Nothing to worry about, claim farmers

By now most of us have got used to various organisations declaring designated days, weeks or even years that are devoted to highlighting some problem or other. Events such as No-Smoking Day. TUC Health and Safety Week and UN Year of Peace.

 

However, this year a problem is not being brought to our attention. In fact quite the opposite. This year the National Farmers Union are trying to convince us all that a problem does not exist. This is “British Food and Farming Year” and down here in Wiltshire they are celebrating in style. Every month there are two or three events, not to mention all the coverage in the local media. All this is going to cost the NFU a lot of money but they regard this as required “to fund a major advertising and public relations campaign to ensure that the message reaches the widest possible audience and creates a massive impact”. At a time when more people are questioning the effects of capitalism on the food we eat and on the environment we live in, the NFU are hoping to convince us that “. . . a sea of fiddles, hand-outs, corruption, environmental destruction and food poisoning” simply does not exist.

 

Of course for the NFU some problems are real.

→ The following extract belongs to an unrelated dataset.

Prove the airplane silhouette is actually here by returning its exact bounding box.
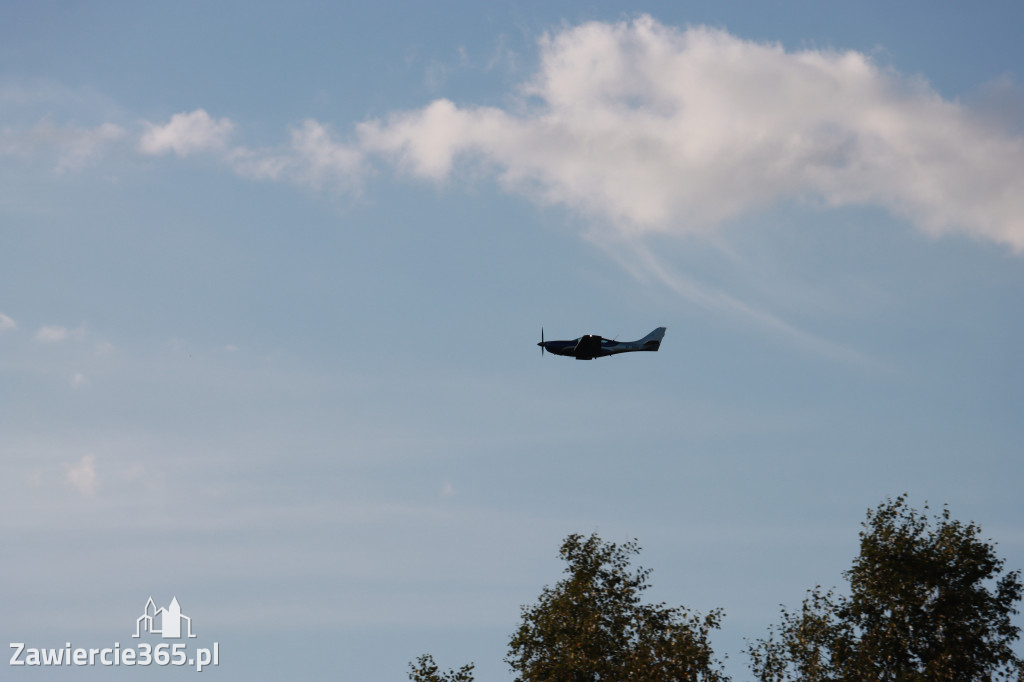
[537,327,666,359]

Like how to keep the profits coming in at a time when food prices should be tending to fall due to “over-production” This problem is to be countered by paying farmers to take land out of production, by having quotas for the amount of food produced, and by simply destroying food or storing it in huge quantities. According to NFU President, Simon Gourlay: “It infuriates me that there is still talk about excessive profits. In most sectors the return on working capital would give an industrialist nightmares”. Meanwhile millions of people starve to death every year or suffer preventable disease as a result of malnutrition.

 

The wage slaves working on the farms won’t be celebrating, as Ivan Monckton explains in the April edition of The Landworker:

 

  We have nothing to celebrate. We are still at the bottom of the wages heap, still having to cope with a far lower level of services. still living in many cases in the poorest housing, still suffering from an appalling health and safety record and still treated as mere chattels by those who would have us all believe that the thing closest to their hearts is not their wallets but the preservation of the countryside and its rural communities.

 

By its very nature capitalism is incapable of solving these problems. The answer is really quite simple. The land should belong to all and food be produced to eat and not for sale with a view to profit. Now that will be something worth celebrating.